Ada setitik rasa bersalah di dada Medhya mendengar Barra bicara demikian. Ini juga lah yang selama ini membuatnya selalu menahan diri dari kelakuan minus Mirza. Sebab ia tahu, sebesar itu kepercayaan Barra pada lelaki brengsek tersebut. Medhya tahu bahwa membongkar kelakuan Mirza, sama dengan membuat Barra kehilangan salah satu teman terpercayanya. "Maafin aku. Harusnya aku nggak ngelakuin ini." Medhya menunduk sejenak. "Aku cuma mau dia berhenti melakukan itu ke perempuan di kantor."
"Aku akan pecat dia."
"Bar," Medhya buru-buru mendongak. Menatap Barra yang berdiri dari kursi. Ia ikut bangkit, menahan lengan Barra. "Nggak. Jangan begitu. Aku cuma mau dia nggak ganggu anak fashion lagi kedepannya. Kamu nggak perlu sampai--"
"Apa aku harus lihat kamu tersiksa lebih lama lagi karena Mirza?" Tangan Barra terulur menyentuh sudut bibir Medhya yang terluka. Wajahnya terlihat sangat kecewa dan marah. Namun, ada pengendalian diri yang kuat dari diri Barra hingga ia pun menghela napas panjang.
"Di tempatku, aku ingin kamu aman. Setidaknya selama ada aku .., Aku tahu ini terlambat. Tapi, tidak mau mengambil resiko kamu akan terluka lagi.""Aku bisa jaga diriku dengan baik. Kamu tahu kan kalau aku--" Perkataan Medhya terhenti sebab sebuah mobil masuk ke halaman rumah. Setelah menyipit untuk memastikan, Medhya langsung panik begitu sadar siapa pemilik mobil tersebut.
"Bar," Ia bergegas mendorong Barra dengan tidak sabaran. "Aku rasa ... Kamu harus pergi sekarang juga." tatapan Medhya terpaku pada sosok yang keluar dari mobil.
Medhya mengamati ekspresi tidak bersahabat dari lelaki yang sedang berjalan kearahnya tersebut. la makin getol menyuruh Akbarra hengkang dari sana saat itu juga. Bukan apa-apa. Hanya saja ... Tatapan Ginan saat ini ...

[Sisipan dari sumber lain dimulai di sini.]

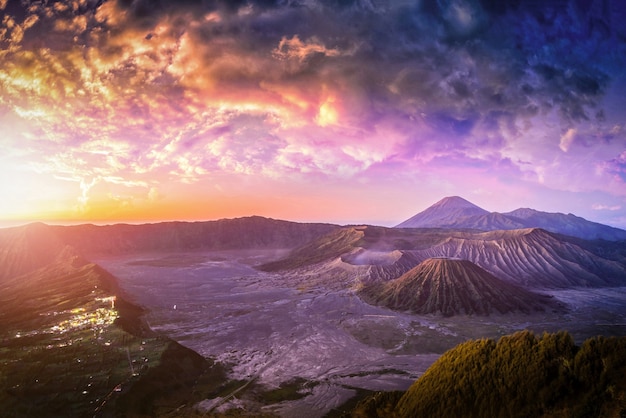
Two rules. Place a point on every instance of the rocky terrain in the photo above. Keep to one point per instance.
(451, 286)
(255, 316)
(457, 213)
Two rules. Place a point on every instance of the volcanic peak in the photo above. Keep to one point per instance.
(452, 286)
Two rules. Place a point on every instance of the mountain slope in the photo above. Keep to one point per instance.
(520, 375)
(527, 257)
(452, 287)
(27, 248)
(446, 212)
(225, 234)
(73, 346)
(532, 257)
(457, 213)
(566, 224)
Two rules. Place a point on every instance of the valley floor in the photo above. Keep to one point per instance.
(272, 329)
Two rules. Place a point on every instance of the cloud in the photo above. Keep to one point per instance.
(129, 91)
(597, 206)
(567, 139)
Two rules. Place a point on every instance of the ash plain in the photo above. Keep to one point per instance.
(273, 328)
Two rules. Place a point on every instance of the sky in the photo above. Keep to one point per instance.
(342, 111)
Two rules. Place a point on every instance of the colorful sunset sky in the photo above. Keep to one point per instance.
(343, 111)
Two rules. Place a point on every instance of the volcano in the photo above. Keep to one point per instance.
(451, 286)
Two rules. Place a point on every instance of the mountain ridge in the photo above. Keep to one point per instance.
(451, 286)
(457, 213)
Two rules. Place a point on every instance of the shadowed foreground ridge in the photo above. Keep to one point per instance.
(453, 286)
(520, 375)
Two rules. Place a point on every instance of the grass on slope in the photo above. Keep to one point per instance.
(520, 375)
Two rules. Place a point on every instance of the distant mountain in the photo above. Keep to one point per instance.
(457, 213)
(253, 232)
(73, 346)
(446, 212)
(530, 257)
(453, 286)
(27, 248)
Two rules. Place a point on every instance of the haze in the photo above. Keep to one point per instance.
(306, 110)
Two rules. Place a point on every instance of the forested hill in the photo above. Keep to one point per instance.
(520, 375)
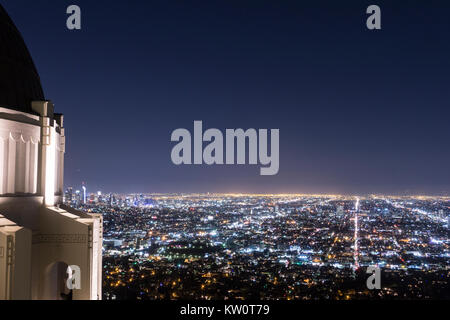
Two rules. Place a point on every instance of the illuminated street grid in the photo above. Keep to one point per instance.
(207, 246)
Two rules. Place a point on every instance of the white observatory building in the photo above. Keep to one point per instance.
(39, 237)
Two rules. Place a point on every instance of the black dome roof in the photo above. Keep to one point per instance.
(19, 81)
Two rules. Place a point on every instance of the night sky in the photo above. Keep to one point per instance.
(359, 111)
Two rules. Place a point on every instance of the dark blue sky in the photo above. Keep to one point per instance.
(358, 111)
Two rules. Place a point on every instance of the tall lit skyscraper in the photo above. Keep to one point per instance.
(39, 237)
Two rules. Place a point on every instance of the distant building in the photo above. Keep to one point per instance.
(39, 238)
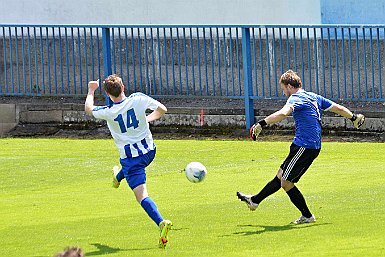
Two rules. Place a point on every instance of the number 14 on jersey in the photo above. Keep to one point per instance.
(132, 121)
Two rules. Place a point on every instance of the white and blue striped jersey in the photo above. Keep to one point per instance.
(307, 113)
(128, 125)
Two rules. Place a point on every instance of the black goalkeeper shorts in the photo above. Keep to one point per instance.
(297, 162)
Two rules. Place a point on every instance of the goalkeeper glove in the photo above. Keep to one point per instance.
(358, 120)
(256, 129)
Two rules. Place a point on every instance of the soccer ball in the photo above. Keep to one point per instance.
(195, 172)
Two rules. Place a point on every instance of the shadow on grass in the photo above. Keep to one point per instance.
(260, 229)
(105, 249)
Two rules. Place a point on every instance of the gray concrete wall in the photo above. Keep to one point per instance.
(43, 119)
(161, 12)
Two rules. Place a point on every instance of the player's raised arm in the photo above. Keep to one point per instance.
(357, 119)
(156, 114)
(89, 104)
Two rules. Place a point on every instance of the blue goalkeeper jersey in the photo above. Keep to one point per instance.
(307, 113)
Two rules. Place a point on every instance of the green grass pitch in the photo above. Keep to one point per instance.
(57, 193)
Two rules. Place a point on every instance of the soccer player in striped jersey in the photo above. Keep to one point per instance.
(129, 126)
(306, 108)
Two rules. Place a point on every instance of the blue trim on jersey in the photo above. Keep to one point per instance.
(98, 108)
(127, 150)
(144, 143)
(137, 148)
(120, 101)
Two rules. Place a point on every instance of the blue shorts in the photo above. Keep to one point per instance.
(134, 168)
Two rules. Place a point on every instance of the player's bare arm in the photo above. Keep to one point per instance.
(89, 104)
(279, 115)
(156, 114)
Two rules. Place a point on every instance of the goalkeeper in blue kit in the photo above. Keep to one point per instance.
(129, 126)
(306, 108)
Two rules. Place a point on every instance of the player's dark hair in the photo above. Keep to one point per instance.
(113, 85)
(292, 78)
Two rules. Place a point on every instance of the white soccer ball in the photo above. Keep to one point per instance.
(195, 172)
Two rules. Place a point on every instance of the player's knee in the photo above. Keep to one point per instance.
(286, 185)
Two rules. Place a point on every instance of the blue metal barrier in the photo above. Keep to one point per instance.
(232, 61)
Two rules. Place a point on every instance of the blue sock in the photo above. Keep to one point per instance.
(120, 176)
(150, 207)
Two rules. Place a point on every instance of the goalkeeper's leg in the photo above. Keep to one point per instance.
(271, 187)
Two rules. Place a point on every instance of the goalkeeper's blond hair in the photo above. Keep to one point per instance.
(292, 78)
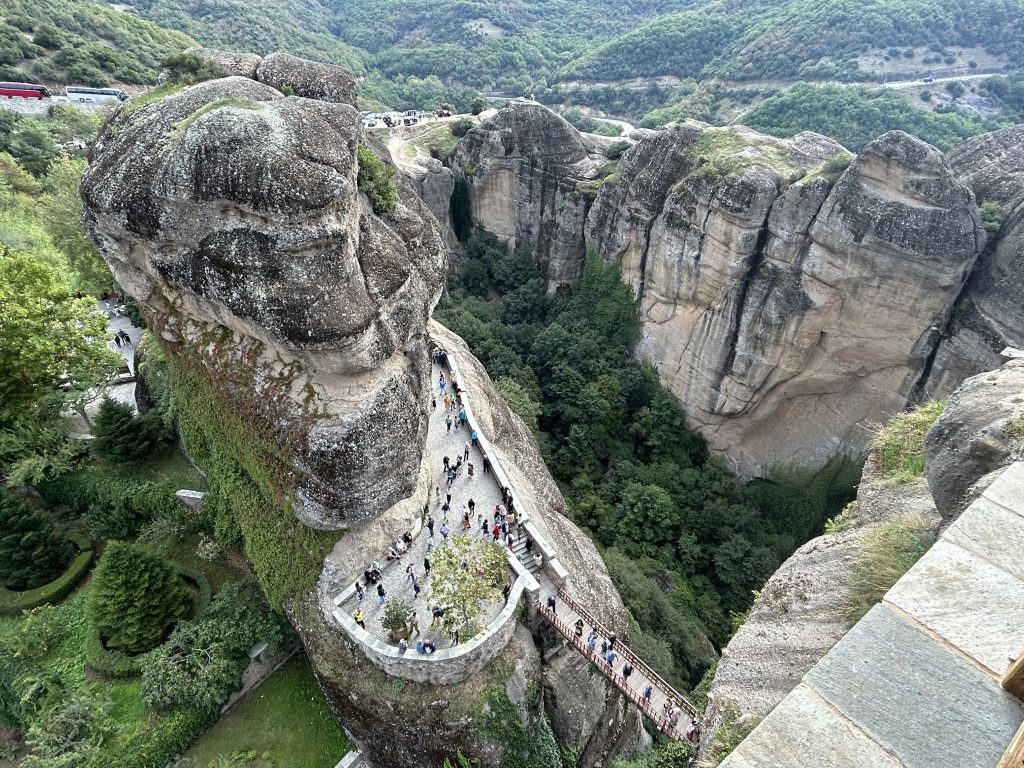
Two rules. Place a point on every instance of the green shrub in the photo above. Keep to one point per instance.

Medhya meneguk ludahnya sendiri dengan kepayahan. Ia tahu jenis tatapan itu. Kalau tetap disini, Barra bisa di hajar Ginan sampai mati. "Pulang, Bar. Cepetan!"Barra juga tahu kedatangan lelaki itu yang membuat Medhya jadi panik begini. Ia balik menatap Ginan hingga lelaki tersebut sampai di hadapannya.
Keduanya menjulang sama tingginya. Membuat Medhya menciut di tempat, di rayapi rasa khawatir yang bukan main besarnya.
"Aku tidak akan meninggalkan kamu," kata Barra, dengan mata yang tertuju langsung pada Ginan.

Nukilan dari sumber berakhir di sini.